CN112580355B

CN112580355B - News information topic detection and real-time aggregation method

Info

Publication number: CN112580355B
Application number: CN202011613849.8A
Authority: CN
Inventors: 吴琼; 刘武雷; 王元卓; 郭建永
Original assignee: Big Data Research Institute Institute Of Computing Technology Chinese Academy Of Sciences
Current assignee: Big Data Research Institute Institute Of Computing Technology Chinese Academy Of Sciences
Priority date: 2020-12-30
Filing date: 2020-12-30
Publication date: 2021-08-31
Anticipated expiration: 2040-12-30
Also published as: CN112580355A

Abstract

The invention belongs to the technical field of natural language processing, and particularly relates to a news information topic detection and real-time aggregation method. The method can be used for finishing the real-time pushing of news information leisurely through data acquisition, data processing, text fusion model construction and real-time aggregation. On the basis of constructing a text feature model by using a multi-feature fusion method, a distributed real-time streaming data calculation method is adopted to distribute topic clustering tasks to different calculation nodes, so that the accuracy and the real-time performance of news information real-time aggregation are improved, the performance problem under a single node is solved, and finally, a news information aggregation result can be pushed to an end user through a terminal device, and the method is convenient and practical.

Description

News information topic detection and real-time aggregation method

Technical Field

The invention belongs to the technical field of natural language processing, and particularly relates to a multi-data news information topic detection and real-time aggregation method.

Background

The continuous innovation and rapid development of information technology bring a profound influence to news spreading, media platforms based on the internet are continuously increased, the spreading speed and the number of news are increased day by day, network news information becomes messy, different media platforms forward and copy the same news information, and the homogenization problem is serious. Therefore, how to automatically mine and analyze the hot topics worth attention at present in an immense information sea by utilizing computer technology and comprehensively display the aggregated hot news to users in real time is a research hotspot and focus of current network news. In addition, as the data scale of the network news is rapidly increased, the original serialized topic discovery and tracking method cannot be effectively executed due to the limitation of conditions such as memory capacity when processing a mass news data set, and the requirement on timeliness and the like is difficult to meet.

Disclosure of Invention

Aiming at the defects and problems that the conventional news data are increased sharply, and the conventional serialized topic finding and tracking method is often unable to be effectively executed due to the limitation of conditions such as memory capacity and the like when processing a mass news data set, and is difficult to meet the requirements in aspects such as timeliness and the like, the invention provides a topic detection and aggregation method for multi-data news information on the basis of constructing a text feature model by utilizing a multi-feature fusion method, distributes topic clustering tasks to different computing nodes, improves the accuracy and real-time performance of news information real-time aggregation, and solves the performance problem under a single node.

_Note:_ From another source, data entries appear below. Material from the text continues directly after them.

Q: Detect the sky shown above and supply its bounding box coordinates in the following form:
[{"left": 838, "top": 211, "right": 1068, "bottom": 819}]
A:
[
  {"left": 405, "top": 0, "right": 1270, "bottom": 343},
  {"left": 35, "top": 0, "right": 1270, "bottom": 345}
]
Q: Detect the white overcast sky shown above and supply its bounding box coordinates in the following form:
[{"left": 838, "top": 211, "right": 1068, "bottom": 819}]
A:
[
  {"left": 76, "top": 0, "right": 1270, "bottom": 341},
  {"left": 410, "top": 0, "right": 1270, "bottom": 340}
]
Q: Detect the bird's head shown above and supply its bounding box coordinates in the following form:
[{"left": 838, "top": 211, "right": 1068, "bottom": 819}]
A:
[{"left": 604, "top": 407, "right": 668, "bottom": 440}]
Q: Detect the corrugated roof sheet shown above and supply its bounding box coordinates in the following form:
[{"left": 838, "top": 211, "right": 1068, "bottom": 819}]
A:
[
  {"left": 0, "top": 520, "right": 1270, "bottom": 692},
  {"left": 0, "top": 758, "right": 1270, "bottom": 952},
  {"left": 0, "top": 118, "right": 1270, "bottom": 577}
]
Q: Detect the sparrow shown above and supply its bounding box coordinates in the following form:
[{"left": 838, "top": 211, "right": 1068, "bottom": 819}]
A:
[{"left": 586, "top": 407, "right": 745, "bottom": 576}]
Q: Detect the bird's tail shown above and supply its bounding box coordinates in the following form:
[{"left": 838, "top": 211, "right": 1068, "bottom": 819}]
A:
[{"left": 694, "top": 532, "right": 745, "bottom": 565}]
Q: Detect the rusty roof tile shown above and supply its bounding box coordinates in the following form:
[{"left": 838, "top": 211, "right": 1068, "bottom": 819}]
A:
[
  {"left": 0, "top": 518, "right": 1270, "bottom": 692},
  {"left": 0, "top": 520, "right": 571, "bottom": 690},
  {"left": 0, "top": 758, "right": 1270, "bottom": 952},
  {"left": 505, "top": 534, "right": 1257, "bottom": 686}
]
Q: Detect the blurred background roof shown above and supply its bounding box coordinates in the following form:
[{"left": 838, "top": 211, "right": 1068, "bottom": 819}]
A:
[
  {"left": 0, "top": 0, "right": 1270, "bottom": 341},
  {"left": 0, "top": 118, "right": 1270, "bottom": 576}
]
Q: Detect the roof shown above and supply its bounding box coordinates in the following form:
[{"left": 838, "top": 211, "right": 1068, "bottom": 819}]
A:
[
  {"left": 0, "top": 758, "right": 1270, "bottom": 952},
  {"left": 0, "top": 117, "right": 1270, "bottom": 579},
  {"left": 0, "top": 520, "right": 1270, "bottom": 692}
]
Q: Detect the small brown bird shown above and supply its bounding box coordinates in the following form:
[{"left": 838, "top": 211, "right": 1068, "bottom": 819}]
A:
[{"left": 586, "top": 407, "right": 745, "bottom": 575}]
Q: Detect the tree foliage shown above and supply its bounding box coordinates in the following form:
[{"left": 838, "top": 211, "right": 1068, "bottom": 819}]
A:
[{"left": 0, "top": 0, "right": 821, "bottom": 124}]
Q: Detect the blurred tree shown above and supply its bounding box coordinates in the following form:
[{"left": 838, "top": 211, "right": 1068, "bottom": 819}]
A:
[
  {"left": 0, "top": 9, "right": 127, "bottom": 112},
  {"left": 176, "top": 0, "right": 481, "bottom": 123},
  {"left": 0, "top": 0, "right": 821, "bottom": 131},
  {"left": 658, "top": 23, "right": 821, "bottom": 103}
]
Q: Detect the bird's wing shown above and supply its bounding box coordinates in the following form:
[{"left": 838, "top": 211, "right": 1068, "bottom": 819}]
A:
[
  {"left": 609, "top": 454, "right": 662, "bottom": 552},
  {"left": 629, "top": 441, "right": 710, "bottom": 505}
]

The technical scheme adopted by the invention for solving the technical problems is as follows: a news information topic detection and real-time aggregation method comprises the following steps:

step one, distributed data acquisition: collecting news information from an internet news media website in real time through a distributed collection program to serve as original data;

step two, data preprocessing: carrying out text denoising, Chinese word segmentation, word filtering stop words, part of speech tagging, keyword extraction and named entity identification on original data to obtain a data document set D to be processed;

step three, constructing a text feature model: the text feature model is constructed by utilizing a multi-feature fusion method, and the model construction method comprises the following steps:

(1) obtaining subject characteristics of a text by utilizing a named entity recognition technology and an LDA model which are integrated, receiving a document set D as input, and calculating the similarity sim (p, q) of the texts p and q_lda，

In the formula: p and q are probability vectors of the quantitative texts, and DKL is a vector distance calculated by adopting relative entropy;

(2) obtaining semantic features of the text by using a Word2Vect model, and calculating the semantic similarity sim (p, q) of the text p and the text q by using cosine similarity_v2q，

(3) A text fusion model is obtained by fusing the theme characteristics and the semantic characteristics by adopting the weighting factors,

sim(p，q)＝α*sim(p，q)_lda+β*sim(p，q)_v2q

in the formula: α, β are weighting factors, α + β ═ 1;

(4) adding time attenuation factors to the text fusion model to update the model, calculating the similarity of the updated text,

sim(p，q)＝e^-k*(t2-t1)*α*sim(p，q)_lda+e^-k*(t2-t1)*β*sim(p，q)_v2q

in the formula: k is an attenuation factor, t₂And t₁Is the update time of both articles;

step four, distributed real-time clustering: the method for clustering news information in real time by adopting a distributed real-time clustering algorithm comprises the following steps:

(1) vectorizing the collected and preprocessed text, transferring the vector data to task scheduling nodes of a distributed real-time aggregation algorithm according to an input sequence, uniformly numbering the tasks by the task scheduling nodes, and then issuing the tasks to task execution nodes;

(2) traversing the feature vectors of the text by the task execution nodes, and calculating the similarity of each vector and other vectors of the calculation nodes according to the updated text fusion model to obtain a candidate similarity set;

(3) selecting the maximum similarity from the similarity candidate set and recording the feature vector corresponding to the maximum similarity to form a feature vector similarity set;

(4) filtering combinations with the similarity smaller than a specified threshold value from the feature vector similarity set to obtain a filtering set, and outputting the result to the message middleware;

(5) and taking out the filtering set from the message middleware, merging and outputting the sets with the same text until all clusters are not updated any more, and obtaining the real-time clustered news information.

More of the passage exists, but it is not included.